The House knows the group of which I speak. It is the group of right-wingers who constitute the backbone of the Conservative Party. They are the people who loathe the Charter of Rights and Freedoms. They loathe it so much that when Canadians sought to honour its 30th anniversary, they ignored them. Instead, they issued a belated press release, and that was it. They issued a press release to honour the Charter of Rights and Freedoms. There was no year-long celebration of the charter, unlike the effort to worship the War of 1812, an exercise in propaganda that wasted millions of dollars in doing so. There was not a chance they would honour a document like the charter that actually makes a difference to Canadians, but for any 200-year-old wars used for propaganda purposes they would give $12 million.

What we have here are amendments to the sentencing provisions of the Criminal Code. As we have heard, these amendments create a new aggravating factor, one that fixes a number of three persons as the level at which something goes from not being an aggravating factor to being an aggravating factor.

Why three? Why not four? Why not two? Why not some other number? There is a real sense of arbitrariness that defies explanation.
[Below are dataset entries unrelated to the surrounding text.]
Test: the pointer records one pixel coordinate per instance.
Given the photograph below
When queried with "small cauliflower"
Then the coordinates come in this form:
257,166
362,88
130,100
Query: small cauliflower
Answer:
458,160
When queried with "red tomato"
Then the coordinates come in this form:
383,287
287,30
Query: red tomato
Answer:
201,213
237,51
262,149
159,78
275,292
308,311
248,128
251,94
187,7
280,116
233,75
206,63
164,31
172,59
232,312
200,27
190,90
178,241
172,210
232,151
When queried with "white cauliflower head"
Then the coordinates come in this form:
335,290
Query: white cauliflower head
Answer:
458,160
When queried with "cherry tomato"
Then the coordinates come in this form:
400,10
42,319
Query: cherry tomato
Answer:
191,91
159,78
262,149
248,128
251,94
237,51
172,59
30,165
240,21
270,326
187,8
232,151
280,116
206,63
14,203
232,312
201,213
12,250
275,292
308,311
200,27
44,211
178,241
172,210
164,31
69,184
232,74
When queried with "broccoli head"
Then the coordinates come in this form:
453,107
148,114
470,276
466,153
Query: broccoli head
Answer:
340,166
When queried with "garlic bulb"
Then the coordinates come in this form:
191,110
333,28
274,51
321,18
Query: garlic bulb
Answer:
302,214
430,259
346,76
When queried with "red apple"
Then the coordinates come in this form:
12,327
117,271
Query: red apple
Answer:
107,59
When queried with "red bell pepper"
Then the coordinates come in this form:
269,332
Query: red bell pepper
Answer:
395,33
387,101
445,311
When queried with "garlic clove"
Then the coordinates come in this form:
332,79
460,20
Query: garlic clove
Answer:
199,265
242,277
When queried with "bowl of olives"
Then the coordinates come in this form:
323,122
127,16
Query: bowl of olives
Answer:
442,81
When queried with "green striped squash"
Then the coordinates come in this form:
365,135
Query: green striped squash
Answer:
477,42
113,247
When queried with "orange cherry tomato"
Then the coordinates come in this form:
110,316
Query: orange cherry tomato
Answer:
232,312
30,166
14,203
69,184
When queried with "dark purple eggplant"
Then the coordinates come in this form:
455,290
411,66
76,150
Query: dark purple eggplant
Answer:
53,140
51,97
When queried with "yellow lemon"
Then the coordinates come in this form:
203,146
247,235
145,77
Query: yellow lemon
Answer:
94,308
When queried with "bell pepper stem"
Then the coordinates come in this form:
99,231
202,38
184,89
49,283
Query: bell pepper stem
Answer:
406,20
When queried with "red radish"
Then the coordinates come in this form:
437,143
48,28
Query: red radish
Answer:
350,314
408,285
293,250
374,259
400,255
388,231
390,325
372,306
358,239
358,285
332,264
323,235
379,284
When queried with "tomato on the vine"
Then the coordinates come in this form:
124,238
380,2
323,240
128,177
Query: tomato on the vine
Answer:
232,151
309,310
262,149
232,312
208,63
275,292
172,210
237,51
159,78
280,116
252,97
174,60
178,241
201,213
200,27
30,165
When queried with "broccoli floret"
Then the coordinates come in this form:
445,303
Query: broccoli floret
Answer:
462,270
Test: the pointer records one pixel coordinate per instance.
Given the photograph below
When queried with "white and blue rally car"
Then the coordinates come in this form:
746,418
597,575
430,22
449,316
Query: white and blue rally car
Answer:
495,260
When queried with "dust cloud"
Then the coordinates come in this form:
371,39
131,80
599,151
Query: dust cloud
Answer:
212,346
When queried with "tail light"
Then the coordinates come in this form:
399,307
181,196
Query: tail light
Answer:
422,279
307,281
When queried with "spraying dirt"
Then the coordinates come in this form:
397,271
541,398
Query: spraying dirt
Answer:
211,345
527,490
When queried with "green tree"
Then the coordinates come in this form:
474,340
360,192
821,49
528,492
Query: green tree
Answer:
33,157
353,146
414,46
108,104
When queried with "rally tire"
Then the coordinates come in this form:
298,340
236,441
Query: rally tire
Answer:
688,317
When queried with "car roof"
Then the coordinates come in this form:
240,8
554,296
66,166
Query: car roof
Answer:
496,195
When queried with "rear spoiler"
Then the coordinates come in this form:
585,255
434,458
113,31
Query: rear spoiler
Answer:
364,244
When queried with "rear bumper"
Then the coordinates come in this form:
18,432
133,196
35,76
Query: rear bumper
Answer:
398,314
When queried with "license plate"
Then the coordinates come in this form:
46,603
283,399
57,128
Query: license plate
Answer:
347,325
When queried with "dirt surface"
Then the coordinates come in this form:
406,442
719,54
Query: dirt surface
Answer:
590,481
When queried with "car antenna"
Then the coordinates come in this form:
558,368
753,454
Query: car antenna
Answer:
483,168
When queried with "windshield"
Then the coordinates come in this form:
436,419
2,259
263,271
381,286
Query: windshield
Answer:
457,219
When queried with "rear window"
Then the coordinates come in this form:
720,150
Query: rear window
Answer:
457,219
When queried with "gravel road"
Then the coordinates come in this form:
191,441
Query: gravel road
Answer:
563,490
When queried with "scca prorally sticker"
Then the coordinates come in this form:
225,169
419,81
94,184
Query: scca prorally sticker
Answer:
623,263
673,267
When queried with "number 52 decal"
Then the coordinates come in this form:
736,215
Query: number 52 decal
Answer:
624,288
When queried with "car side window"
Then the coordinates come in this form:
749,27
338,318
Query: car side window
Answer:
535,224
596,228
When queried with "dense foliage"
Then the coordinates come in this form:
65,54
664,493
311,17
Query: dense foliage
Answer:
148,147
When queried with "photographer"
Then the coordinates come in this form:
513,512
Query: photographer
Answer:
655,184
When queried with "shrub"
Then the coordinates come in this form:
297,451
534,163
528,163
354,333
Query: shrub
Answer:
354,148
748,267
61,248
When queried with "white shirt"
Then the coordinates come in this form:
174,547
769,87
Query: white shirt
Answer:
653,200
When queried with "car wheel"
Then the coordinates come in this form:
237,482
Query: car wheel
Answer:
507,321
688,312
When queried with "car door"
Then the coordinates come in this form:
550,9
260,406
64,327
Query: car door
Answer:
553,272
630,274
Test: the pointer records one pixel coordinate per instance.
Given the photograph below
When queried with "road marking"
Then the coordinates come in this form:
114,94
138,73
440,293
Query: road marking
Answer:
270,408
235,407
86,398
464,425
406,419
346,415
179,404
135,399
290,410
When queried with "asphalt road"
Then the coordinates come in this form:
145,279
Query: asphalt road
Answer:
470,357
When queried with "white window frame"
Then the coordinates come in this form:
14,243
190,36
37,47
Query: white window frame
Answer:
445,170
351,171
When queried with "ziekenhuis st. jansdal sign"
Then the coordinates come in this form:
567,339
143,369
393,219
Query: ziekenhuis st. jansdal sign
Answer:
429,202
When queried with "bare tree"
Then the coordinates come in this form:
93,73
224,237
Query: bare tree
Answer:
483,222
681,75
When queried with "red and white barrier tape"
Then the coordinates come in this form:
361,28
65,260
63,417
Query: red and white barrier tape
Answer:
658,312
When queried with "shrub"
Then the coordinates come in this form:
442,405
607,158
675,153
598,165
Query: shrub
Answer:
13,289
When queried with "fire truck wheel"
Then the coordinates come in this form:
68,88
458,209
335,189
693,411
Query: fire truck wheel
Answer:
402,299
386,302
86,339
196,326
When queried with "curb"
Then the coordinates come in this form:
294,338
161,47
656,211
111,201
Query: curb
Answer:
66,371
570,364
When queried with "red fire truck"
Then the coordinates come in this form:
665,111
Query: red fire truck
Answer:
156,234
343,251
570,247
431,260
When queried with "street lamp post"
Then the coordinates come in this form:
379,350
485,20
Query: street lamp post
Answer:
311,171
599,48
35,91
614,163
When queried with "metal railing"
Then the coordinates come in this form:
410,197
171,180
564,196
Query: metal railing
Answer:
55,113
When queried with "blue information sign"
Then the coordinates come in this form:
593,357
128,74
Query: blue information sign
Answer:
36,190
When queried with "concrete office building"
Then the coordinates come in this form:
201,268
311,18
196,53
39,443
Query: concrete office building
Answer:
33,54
The bill creates a new category of aggravating factors, a super-category called “serious aggravating factors”, and it lifts two of the aggravating factors presently contained in the code and elevates them to another level. They relate specifically to organized crime and to terrorists. Again, I say this is a solution in search of a problem. There is no indication, no evidentiary basis, on which to suggest that sentences for organized crime or terrorism are too light. If there were, why not increase the sentences?

We are tinkering with a coherent sentencing regime that is set forth within the Criminal Code, and this tinkering could have unintended consequences. By creating a new super-category, are we suggesting that in all cases a mobster is worse than a neo-Nazi? That is essentially the type of argument that this bill is bound to produce once it runs through the test of everyday litigation.

We in the Liberal Party believe in evidence-based policy-making. There is absolutely no evidence that sentences for organized crime or for terrorists are too low. In fact, the most recent example of a case involving a terrorist conviction and sentencing in terrorist cases is the Khawaja case in Ontario. In 2006, at trial, Mr. Khawaja was sentenced to 10 years. When it went to appeal, the appeal court found that the sentence was too light and sentenced him to life. That sentence was upheld before the Supreme Court of Canada, so there is no empirical evidence to suggest that there is a problem here.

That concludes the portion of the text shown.